But I have also seen the negative side of being powerless and unable to speak out. When I have experienced the rare moments of unsafe care, or being ignored, I have seen all too well the negative side of power – people who don’t listen, who don’t like being challenged, and who think they know better.
It is why, as well as growing up seeing my late Dad campaigning for a party that cared about local communities, and genuinely worked throughout the year, I joined the Welsh Liberal Democrats aged fifteen. And stayed a member ever since.
It is a tricky balance, between personal freedom and Government support, and I believe absolutely that no other party has it right – and even we struggle sometimes, but I think we get it right more than any other.
The Labour Party, for example, who proposed ID cards and other controls when in Government, and who had to be pulled and pushed into opposing them recently. Yes, they are in favour of Government support, but they also like Government control. They have also tended to be more conservative, very much refusing to engage in discussions around decriminalization of cannabis, and other aspects of harm reduction. These are hugely liberal ideas, that are often not proposed by the ‘big two’ parties in London.
The Conservatives and their off-shoots such as Abolish, UKIP and Reform, are often very supportive of individual freedom (except when it comes to ID cards, photo ID for voting, police power…) – but they fall short when it comes to support for people on the edges of society. At every step of the way in the disastrous Coalition years, they were pushing to cut more, to stop more, and opposed so much support for social housing.

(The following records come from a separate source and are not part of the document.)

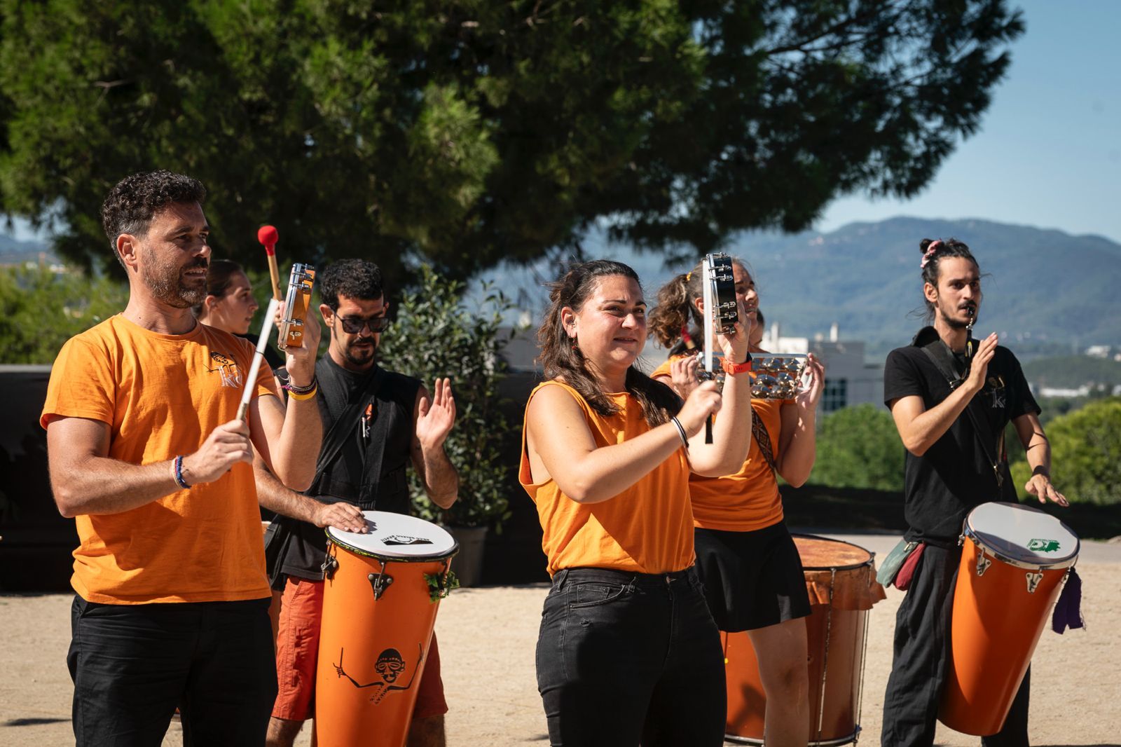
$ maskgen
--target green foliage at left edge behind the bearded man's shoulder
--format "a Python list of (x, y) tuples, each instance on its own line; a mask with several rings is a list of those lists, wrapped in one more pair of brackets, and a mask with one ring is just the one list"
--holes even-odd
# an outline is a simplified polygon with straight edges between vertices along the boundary
[(53, 363), (64, 342), (127, 302), (123, 283), (74, 268), (0, 267), (0, 362)]

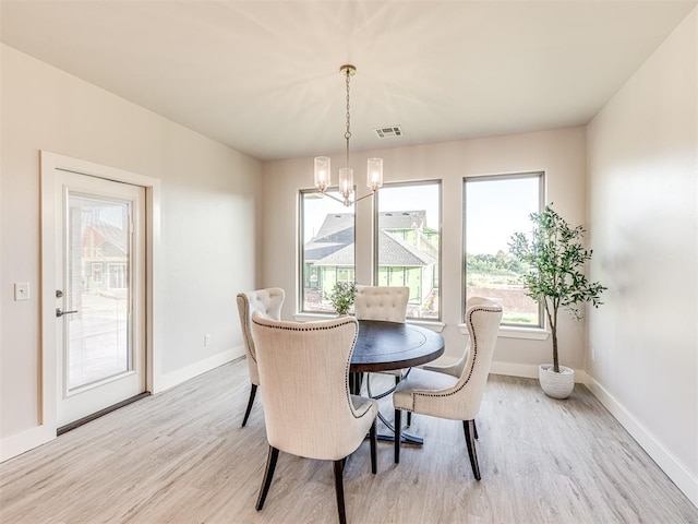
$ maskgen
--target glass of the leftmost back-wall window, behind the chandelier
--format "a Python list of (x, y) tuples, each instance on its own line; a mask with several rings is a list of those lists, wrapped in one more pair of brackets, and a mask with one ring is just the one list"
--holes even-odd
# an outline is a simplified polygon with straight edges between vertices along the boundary
[(300, 230), (300, 310), (332, 312), (325, 297), (335, 283), (356, 281), (353, 205), (346, 207), (318, 191), (301, 191)]

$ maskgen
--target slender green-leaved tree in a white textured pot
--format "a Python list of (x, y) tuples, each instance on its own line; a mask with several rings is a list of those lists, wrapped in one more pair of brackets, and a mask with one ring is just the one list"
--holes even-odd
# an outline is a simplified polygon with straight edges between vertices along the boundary
[(557, 356), (557, 313), (561, 308), (581, 319), (580, 306), (603, 303), (604, 286), (589, 282), (583, 273), (592, 250), (582, 245), (585, 229), (570, 227), (550, 205), (542, 213), (531, 213), (533, 230), (530, 238), (515, 233), (510, 253), (527, 267), (521, 276), (529, 297), (543, 303), (553, 341), (553, 364), (541, 365), (539, 380), (549, 396), (566, 398), (575, 386), (575, 371), (559, 365)]

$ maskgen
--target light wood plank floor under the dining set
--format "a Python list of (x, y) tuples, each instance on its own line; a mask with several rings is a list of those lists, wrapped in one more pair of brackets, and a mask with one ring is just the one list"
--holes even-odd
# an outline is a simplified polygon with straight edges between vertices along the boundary
[[(284, 453), (254, 510), (267, 444), (261, 398), (240, 428), (248, 393), (239, 360), (0, 464), (0, 522), (336, 522), (332, 464)], [(416, 416), (424, 448), (404, 448), (396, 466), (378, 444), (375, 476), (364, 442), (345, 471), (349, 522), (698, 523), (583, 386), (554, 401), (533, 380), (493, 376), (478, 429), (479, 483), (457, 421)]]

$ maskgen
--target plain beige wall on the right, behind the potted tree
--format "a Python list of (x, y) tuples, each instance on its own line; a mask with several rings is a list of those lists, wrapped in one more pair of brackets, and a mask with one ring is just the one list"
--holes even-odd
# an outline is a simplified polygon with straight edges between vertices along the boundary
[(588, 127), (594, 393), (698, 505), (698, 10)]

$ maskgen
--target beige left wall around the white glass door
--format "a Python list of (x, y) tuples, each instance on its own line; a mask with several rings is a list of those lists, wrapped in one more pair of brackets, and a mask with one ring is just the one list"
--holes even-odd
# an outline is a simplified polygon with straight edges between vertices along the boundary
[[(159, 179), (160, 384), (242, 354), (236, 294), (256, 287), (261, 165), (10, 47), (1, 48), (0, 439), (40, 422), (39, 151)], [(15, 302), (13, 283), (32, 299)], [(47, 295), (48, 294), (48, 295)], [(203, 346), (203, 335), (212, 345)]]

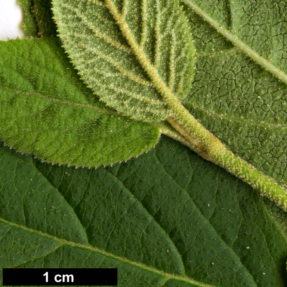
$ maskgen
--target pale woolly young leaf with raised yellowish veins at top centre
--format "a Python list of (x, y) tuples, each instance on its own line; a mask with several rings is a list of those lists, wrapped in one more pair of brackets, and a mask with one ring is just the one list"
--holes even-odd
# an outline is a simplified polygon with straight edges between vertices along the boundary
[(178, 98), (187, 94), (195, 50), (178, 0), (55, 0), (53, 12), (72, 62), (109, 106), (134, 119), (164, 120), (155, 73)]

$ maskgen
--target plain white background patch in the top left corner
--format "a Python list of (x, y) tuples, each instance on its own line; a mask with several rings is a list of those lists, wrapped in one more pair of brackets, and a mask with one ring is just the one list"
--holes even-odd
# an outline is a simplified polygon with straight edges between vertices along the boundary
[(25, 31), (20, 28), (25, 19), (24, 10), (17, 1), (0, 0), (0, 40), (26, 36)]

Then there is Plaid Cymru. And in all honesty, they try – there are elements of liberalism within their ideas. But again, their response is often to micro-manage from the centre of Government. Take their policy proposal in this year’s Senedd elections, to appoint ‘town managers’, who would work from Cardiff Bay, telling local communities how to recover from economic shock. This idea that the Welsh Government knows better than individuals and communities is wrong, and something that the Welsh Liberal Democrats are completely opposed to.

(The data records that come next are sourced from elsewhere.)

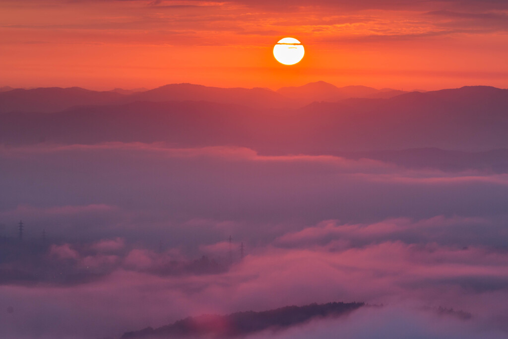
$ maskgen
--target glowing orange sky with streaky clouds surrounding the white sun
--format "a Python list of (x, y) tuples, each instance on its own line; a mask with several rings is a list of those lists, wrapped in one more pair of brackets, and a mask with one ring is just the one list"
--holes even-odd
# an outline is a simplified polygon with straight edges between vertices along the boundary
[(0, 86), (505, 88), (507, 60), (500, 0), (0, 0)]

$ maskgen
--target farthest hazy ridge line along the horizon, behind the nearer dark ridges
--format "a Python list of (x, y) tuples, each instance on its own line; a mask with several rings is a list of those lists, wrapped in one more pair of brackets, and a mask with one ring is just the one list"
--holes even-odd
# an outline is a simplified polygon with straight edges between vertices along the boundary
[(401, 94), (396, 90), (377, 90), (365, 86), (337, 88), (323, 81), (301, 87), (283, 87), (278, 91), (267, 88), (221, 88), (189, 83), (146, 88), (94, 91), (80, 87), (0, 90), (0, 113), (62, 111), (80, 105), (126, 104), (136, 101), (208, 101), (256, 108), (296, 108), (314, 101), (336, 102), (346, 98), (391, 98)]

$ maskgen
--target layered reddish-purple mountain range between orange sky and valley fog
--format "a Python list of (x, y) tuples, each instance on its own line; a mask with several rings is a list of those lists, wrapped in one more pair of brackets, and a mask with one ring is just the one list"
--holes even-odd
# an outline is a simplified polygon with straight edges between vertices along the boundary
[(129, 95), (13, 89), (0, 93), (0, 111), (5, 144), (161, 141), (270, 154), (508, 147), (508, 89), (488, 86), (403, 94), (324, 82), (278, 91), (173, 84)]

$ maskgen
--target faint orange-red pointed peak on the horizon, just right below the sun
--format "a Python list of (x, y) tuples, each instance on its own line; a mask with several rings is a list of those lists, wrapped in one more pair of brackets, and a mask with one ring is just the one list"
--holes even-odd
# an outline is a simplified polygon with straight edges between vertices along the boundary
[(324, 81), (317, 81), (298, 87), (282, 87), (277, 93), (303, 105), (321, 101), (337, 102), (348, 98), (392, 98), (406, 92), (391, 88), (378, 90), (367, 86), (337, 87)]

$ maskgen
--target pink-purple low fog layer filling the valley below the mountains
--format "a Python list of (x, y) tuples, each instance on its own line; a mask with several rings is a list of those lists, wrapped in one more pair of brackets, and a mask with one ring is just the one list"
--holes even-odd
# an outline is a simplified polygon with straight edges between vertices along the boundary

Since 1999, the Welsh Liberal Democrats have been a radical voice in Wales, working in Government or outside it, to make good laws, and to stand up for causes that are often overlooked. Our approach, our mindset, our values, are different to other parties.
It is why it would be a tragic shame to lose this perspective in the Senedd.
I think back to 2016, when there were five Welsh Liberal Democrats in the Senedd, arguing hard for protecting homelessness funding, for individual rights, for safe nursing levels, for a premium for poorer students, and much more. I remember the last five years, with first UKIP, then Brexit, now Abolish, offering wilder and wilder interventions that added little to the debate, and have now added fuel to the fire that would gut and destroy our Welsh Parliament.
I think what the last five years in Wales could have been like with Welsh Liberal Democrats offering their unique insights and values to the debate, rather than refuseniks who hate the Parliament they stand in.
It is why I am urging people who would normally not think of supporting us, to lend us your vote this year in the regional list, but on the constituency as well if you can.
If you value a positive balance between personal freedom and Government support, then vote Welsh Liberal Democrat.
If you want to put recovery first, but in a way that prioritises communities and people who are on the edges of society, vote Welsh Liberal Democrat.
And if you want to show a vote of confidence in our Parliament, and show Abolish the door, vote Welsh Liberal Democrat.